Many of those large piles of tepee-shaped timbers and branches often seen along national park and Forest Service roads are getting the torch as weather conditions become favorable to burning.
Firefighters are burning slash piles west of Island Park in the Yale Creek area, along the Signal Mountain Summit Road and Pacific Creek Road in Grand Teton National Park and a 127-acre area south of Wilson, Wyo.
Visitors to these areas can expect some smoke, firefighters and warning signs, especially just after the fires are ignited.
The project near Island Park is treating 3,160 acres to reduce timber fuels around the Old West Ranch subdivisions. The project, started in 2018, is designed to “reduce fuel loadings and improve vegetation and wildlife habitat,” according to the Caribou-Targhee National Forest.
The Signal Mountain Summit Road project was started in 2014.
“(It) includes thinning and removing lower limbs from trees, and the removal of dead wood and brush from the forest floor,” a park news release said. “Firefighters place the slash from fuels reduction work into tepee-shaped piles and let them cure for a year before burning them.”
The area along Pacific Creek Road was last treated in 2002 and 2005.
“The fuel loading along the road corridor has not been addressed in previous treatments and will also remove many dangerous hazard trees resulting from the mountain pine beetle epidemic,” the park said. “Crews started work in the summer of 2016 and generated approximately 350 slash piles to be burned.”
Other slash piles around the park are gathered from regular hazard tree removal and trail maintenance and are also slated to be burned during this month.
The project, 7.5 miles south of Wilson, includes Forest Service land adjacent to the Highland Hills and Hidden Hills Subdivision. The burn is done to reduce the risk and cost of fire suppression during an unwanted nearby wildfire.

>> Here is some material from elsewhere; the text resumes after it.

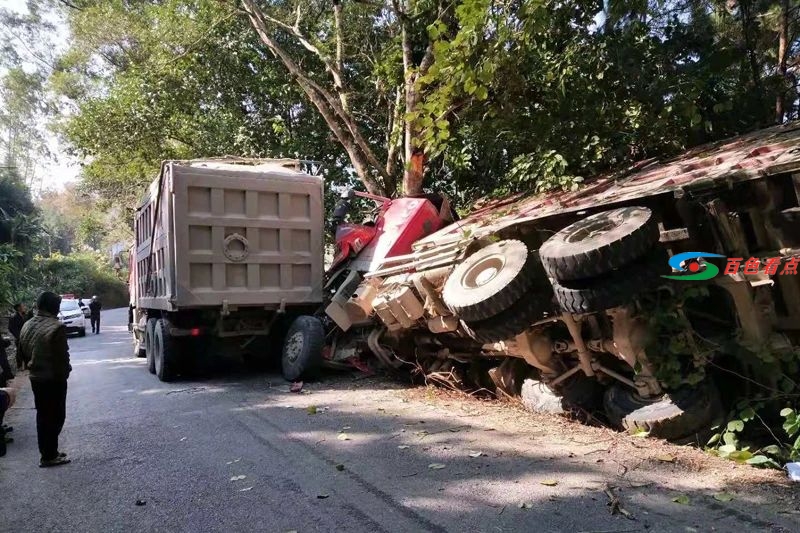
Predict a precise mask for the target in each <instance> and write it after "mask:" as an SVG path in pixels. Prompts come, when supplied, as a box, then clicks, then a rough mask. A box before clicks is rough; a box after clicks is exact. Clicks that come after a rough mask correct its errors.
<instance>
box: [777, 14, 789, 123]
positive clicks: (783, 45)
mask: <svg viewBox="0 0 800 533" xmlns="http://www.w3.org/2000/svg"><path fill="white" fill-rule="evenodd" d="M788 47H789V0H781V15H780V18H779V19H778V74H780V76H781V80H780V81H781V86H780V88H779V89H778V94H777V95H776V96H775V123H776V124H783V119H784V115H785V110H784V101H785V100H786V89H785V87H784V84H785V83H786V55H787V50H788Z"/></svg>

“Fire management staff tend to the piles to assure complete combustion and consumption of all fuels and to monitor burning conditions for potential fire spread out of the pile area,” the park news release said. “Some smoke may linger in the pile area and in drainages as temperatures drop during the evening. Signs will be posted along travel routes and roadsides to remind travelers to use headlights for safe travel within the pile areas.”